After weeks of discussion and ceremonial activities, the 1764 Treaty of Niagara was agreed to between Sir William Johnson for the Crown and 24 independent First Nations. Johnson was largely aided by his Mohawk consort, Molly Brant, who advised Johnson on how to appropriately negotiate the treaty. The Indigenous nations present included the Haudenosaunee, Seneca, Wyandot of Detroit, Menominee, Algonquin, Nipissing, Ojibwa, Mississaugas, and others who were part of the Seven Nations of Canada and the Western Lakes Confederacy.

The treaty was concluded on 1 August 1764 and transferred possession of a narrow four-mile strip of land by the Niagara River's western shore, as well as established the relationship that was supposed to be honoured by the new settlers moving into what would become Canada. This treaty signaled the assembled Indigenous Nations ratification of the Royal Proclamation of 1763 and extended the Silver Covenant Chain of Friendship into the Great Lakes Region of the continent.

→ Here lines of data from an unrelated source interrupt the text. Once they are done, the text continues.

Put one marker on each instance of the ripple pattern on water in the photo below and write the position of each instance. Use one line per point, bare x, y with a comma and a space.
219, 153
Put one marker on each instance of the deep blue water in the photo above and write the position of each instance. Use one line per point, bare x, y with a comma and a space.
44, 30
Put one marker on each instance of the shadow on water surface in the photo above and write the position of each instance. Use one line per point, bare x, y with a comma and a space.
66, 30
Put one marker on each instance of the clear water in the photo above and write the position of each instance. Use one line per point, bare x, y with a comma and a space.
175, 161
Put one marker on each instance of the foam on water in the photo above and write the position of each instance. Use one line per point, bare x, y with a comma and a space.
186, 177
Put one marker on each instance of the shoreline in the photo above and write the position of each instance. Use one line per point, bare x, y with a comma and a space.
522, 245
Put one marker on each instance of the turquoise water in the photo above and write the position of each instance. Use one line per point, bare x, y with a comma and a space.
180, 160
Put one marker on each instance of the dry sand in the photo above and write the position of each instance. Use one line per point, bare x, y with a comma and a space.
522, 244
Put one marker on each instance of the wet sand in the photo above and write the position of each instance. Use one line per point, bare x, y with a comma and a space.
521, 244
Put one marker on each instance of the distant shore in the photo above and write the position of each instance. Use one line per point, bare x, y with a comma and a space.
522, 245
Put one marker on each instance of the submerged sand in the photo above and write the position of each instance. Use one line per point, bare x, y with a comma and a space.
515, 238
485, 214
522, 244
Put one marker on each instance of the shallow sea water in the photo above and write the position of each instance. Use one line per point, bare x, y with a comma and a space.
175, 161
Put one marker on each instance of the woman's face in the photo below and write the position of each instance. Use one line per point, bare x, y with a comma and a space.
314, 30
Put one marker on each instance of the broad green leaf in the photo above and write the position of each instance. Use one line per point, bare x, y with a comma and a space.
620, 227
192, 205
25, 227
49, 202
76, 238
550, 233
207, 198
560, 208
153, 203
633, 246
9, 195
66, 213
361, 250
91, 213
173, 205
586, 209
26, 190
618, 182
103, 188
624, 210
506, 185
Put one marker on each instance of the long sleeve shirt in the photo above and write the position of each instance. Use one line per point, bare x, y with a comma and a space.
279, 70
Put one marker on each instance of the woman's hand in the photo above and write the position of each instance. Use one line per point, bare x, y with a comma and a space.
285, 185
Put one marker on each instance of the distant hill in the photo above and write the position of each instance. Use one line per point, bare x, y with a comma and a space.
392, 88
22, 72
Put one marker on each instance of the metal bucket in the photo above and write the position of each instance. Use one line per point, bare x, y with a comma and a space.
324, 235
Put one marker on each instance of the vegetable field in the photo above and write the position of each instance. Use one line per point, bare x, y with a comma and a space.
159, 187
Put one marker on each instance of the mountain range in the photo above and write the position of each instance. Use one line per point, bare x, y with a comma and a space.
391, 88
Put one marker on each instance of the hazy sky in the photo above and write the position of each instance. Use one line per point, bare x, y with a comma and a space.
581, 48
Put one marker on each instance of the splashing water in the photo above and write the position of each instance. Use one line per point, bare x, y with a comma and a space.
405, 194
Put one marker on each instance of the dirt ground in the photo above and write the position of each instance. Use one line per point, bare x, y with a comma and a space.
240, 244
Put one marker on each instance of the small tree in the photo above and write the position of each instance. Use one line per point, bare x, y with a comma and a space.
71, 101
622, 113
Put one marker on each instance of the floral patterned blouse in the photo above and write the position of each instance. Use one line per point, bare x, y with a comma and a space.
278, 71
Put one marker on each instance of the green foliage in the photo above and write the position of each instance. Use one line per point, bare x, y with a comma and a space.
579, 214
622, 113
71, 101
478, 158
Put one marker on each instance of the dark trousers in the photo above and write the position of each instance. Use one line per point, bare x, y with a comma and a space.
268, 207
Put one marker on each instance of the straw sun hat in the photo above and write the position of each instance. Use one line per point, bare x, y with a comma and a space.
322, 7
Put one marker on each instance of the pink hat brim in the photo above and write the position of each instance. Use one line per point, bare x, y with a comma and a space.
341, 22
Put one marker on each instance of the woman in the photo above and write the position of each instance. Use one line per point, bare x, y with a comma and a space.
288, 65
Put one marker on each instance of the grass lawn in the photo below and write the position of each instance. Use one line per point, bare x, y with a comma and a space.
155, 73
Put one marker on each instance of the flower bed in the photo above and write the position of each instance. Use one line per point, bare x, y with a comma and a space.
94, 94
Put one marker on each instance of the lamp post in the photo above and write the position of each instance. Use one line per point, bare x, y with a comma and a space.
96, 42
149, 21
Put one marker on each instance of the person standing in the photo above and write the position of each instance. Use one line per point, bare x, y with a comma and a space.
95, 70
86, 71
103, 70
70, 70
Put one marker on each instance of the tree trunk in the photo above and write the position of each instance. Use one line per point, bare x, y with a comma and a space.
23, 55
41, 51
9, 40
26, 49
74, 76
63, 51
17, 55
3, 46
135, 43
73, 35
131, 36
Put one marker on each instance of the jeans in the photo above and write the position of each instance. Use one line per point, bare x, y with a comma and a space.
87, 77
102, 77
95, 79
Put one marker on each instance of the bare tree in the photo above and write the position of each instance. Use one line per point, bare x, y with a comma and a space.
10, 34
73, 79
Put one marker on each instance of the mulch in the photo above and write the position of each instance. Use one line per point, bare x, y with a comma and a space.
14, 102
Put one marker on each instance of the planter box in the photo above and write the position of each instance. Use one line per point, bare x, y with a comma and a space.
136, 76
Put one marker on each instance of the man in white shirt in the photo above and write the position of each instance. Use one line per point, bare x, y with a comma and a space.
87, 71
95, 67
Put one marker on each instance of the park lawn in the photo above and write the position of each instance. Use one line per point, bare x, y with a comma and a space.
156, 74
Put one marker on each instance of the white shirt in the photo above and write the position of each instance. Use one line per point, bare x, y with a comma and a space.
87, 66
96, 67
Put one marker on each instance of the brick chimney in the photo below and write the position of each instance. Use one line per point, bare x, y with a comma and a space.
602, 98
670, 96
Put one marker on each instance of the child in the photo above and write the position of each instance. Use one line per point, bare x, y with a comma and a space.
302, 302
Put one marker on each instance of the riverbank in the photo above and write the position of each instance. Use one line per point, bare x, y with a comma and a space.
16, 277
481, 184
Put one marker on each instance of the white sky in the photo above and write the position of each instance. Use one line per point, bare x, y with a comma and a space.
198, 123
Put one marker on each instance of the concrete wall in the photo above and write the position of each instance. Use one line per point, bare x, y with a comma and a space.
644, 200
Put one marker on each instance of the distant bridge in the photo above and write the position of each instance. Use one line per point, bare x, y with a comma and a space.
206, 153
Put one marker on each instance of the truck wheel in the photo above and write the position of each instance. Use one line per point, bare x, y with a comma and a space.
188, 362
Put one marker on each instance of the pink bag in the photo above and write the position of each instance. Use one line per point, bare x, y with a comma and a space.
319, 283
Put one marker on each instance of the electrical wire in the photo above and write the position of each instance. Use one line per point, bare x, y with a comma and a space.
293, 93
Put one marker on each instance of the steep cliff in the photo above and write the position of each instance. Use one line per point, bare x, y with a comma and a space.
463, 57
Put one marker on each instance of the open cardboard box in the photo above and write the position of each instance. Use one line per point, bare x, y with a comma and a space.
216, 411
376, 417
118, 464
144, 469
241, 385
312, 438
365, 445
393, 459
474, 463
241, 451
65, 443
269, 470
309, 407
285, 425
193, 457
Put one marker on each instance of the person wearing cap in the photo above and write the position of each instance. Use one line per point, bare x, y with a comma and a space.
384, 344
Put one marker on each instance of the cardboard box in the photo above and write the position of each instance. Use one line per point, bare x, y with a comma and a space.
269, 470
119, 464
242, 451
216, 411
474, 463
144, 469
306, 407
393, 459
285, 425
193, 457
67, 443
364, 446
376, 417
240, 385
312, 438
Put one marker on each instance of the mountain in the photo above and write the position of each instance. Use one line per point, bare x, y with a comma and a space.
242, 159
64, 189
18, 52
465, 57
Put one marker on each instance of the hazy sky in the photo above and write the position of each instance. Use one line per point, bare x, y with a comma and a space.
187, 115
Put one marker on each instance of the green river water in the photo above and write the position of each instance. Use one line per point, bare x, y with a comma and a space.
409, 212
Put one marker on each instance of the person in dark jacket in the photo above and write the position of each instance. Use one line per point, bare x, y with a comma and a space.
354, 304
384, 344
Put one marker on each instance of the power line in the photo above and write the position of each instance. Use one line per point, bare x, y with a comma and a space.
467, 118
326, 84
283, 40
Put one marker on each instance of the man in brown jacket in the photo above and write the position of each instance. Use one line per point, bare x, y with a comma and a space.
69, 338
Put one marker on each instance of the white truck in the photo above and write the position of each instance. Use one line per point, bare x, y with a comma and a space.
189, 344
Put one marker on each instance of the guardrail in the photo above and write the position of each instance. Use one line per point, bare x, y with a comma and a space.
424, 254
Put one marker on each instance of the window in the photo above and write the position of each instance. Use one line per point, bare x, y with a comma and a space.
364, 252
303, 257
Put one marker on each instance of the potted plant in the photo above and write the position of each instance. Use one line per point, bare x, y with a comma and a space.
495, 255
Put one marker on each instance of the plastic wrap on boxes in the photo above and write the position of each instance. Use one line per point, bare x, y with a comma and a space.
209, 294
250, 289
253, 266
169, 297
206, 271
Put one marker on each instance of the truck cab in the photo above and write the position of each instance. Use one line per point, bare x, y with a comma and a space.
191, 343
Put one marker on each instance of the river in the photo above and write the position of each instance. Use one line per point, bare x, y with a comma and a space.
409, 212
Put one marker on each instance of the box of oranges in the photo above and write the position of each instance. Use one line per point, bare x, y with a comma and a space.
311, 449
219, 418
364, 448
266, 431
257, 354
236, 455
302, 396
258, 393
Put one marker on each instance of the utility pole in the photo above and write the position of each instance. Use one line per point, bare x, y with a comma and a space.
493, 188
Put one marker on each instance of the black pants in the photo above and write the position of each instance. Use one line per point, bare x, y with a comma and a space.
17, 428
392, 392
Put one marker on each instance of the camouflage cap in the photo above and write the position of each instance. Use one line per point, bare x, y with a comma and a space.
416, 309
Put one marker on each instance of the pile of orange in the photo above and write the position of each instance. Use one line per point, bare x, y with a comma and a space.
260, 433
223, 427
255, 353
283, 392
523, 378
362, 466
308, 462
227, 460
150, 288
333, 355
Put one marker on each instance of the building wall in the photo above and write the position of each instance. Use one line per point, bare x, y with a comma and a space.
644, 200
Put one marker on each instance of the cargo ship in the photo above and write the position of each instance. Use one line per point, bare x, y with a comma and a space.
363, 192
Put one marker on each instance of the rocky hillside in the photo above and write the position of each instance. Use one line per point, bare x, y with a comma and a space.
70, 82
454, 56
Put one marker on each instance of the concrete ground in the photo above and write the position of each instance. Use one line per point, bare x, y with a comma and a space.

The Royal Proclamation of 1763 established the British definition of Indian Country. On those lands, the Crown claimed sovereignty but also decreed that the land was to be considered in the possession of the Indigenous peoples who occupied them. Consequently, to transfer ownership of the land to the Crown through the surrendering of the land from the indigenous peoples, Great Britain began formalizing the Treaty of Niagara with the First Nations on 8 July 1764, through this Treaty Council. In protest, the Ottawa of Detroit, the Wyandot of Sandusky, and the Lenape and Shawnee of the Ohio refused to attend the Treaty Council. The treaty created a new Covenant Chain between Britain and the First Nations of the western Great Lakes. During the War of 1812, nations involved with this treaty allied themselves with the British, as the nations believed the treaty bound them to the British cause.

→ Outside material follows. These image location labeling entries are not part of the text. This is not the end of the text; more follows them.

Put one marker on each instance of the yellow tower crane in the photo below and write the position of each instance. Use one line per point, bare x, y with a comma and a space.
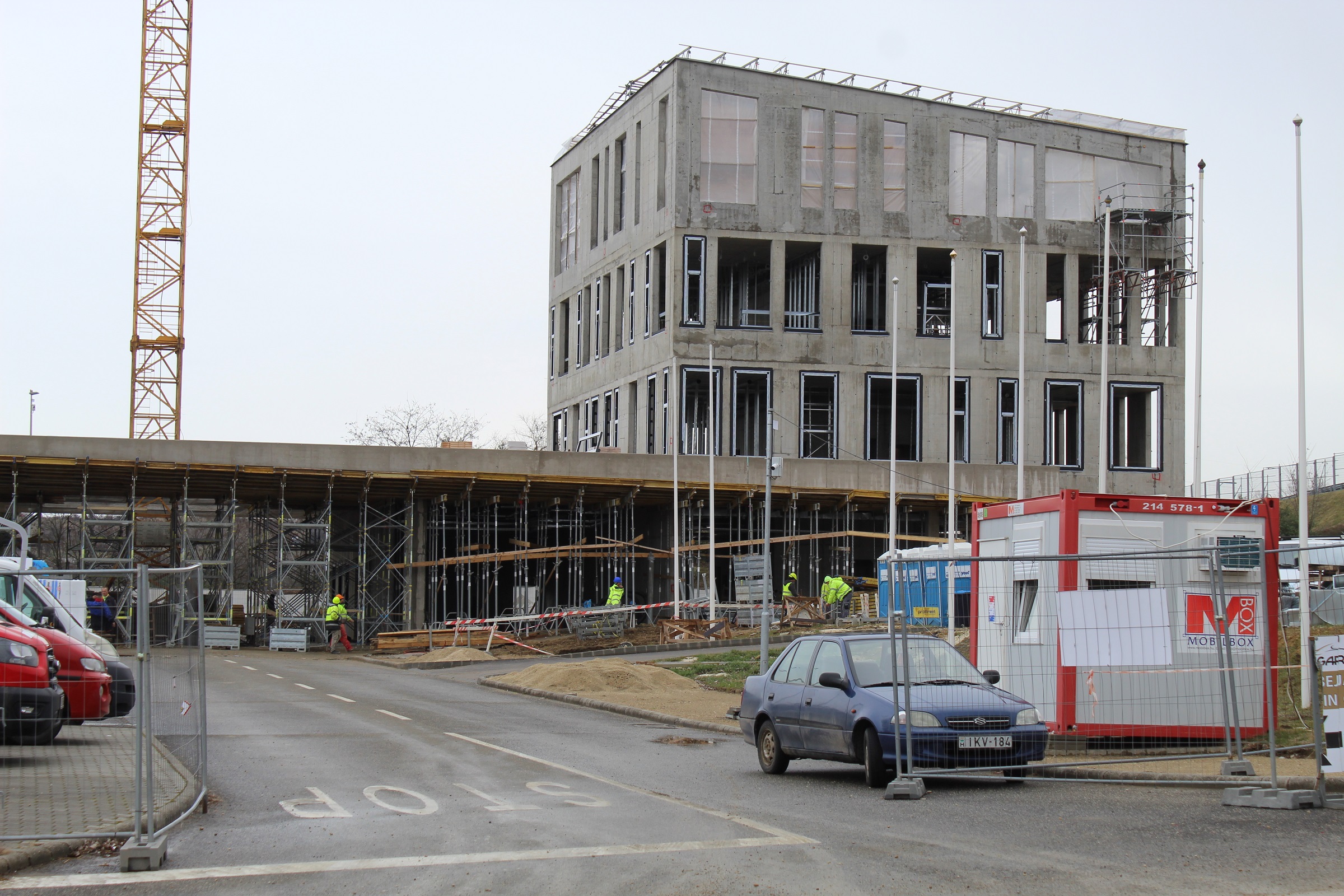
156, 336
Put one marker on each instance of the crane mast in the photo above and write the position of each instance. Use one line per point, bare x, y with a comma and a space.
156, 338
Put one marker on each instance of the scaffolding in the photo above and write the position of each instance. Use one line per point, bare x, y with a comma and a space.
1151, 242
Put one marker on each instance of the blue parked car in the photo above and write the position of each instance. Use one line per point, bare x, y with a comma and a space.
830, 698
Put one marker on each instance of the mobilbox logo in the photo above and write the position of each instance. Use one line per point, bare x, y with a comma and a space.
1240, 631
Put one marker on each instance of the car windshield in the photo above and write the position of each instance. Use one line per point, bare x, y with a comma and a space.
932, 661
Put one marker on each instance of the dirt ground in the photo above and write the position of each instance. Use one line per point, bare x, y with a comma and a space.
629, 684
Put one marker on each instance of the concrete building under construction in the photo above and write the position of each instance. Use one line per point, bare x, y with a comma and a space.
763, 209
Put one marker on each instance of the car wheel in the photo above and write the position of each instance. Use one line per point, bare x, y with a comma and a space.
769, 754
874, 763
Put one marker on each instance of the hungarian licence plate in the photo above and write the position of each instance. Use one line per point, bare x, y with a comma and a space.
984, 742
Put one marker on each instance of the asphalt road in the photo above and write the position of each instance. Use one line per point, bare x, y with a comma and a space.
422, 782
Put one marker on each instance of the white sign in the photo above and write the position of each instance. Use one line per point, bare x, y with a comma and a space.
1201, 631
1127, 628
1329, 660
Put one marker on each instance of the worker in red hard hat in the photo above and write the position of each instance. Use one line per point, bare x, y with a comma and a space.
338, 617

Journals of the Board of Trade and Plantations, Volume 12: January 1764 - December 1767 (1936), pp. 109-120, list two treaties negotiated at this time:
- Treaty of Peace, etc., with the Chenussios and other enemy Senecas, concluded by Sir William Johnson, baronet, at Niagara, 6 August 1764.
- Articles of Peace concluded by Sir William Johnson, baronet, with the Hurons of Detroit, at Niagara, 18 July 1764

==Further treaties==

Following the 1764 treaty, two additional agreements were made at Fort Niagara in the following decades:

- The Niagara Purchase of 1781
- The Treaty of Fort Niagara, 1787

The treaty area ceded in the second treaty was expanded to include Niagara Township, and portions of Stamford, Willoughby and Bertie Townships.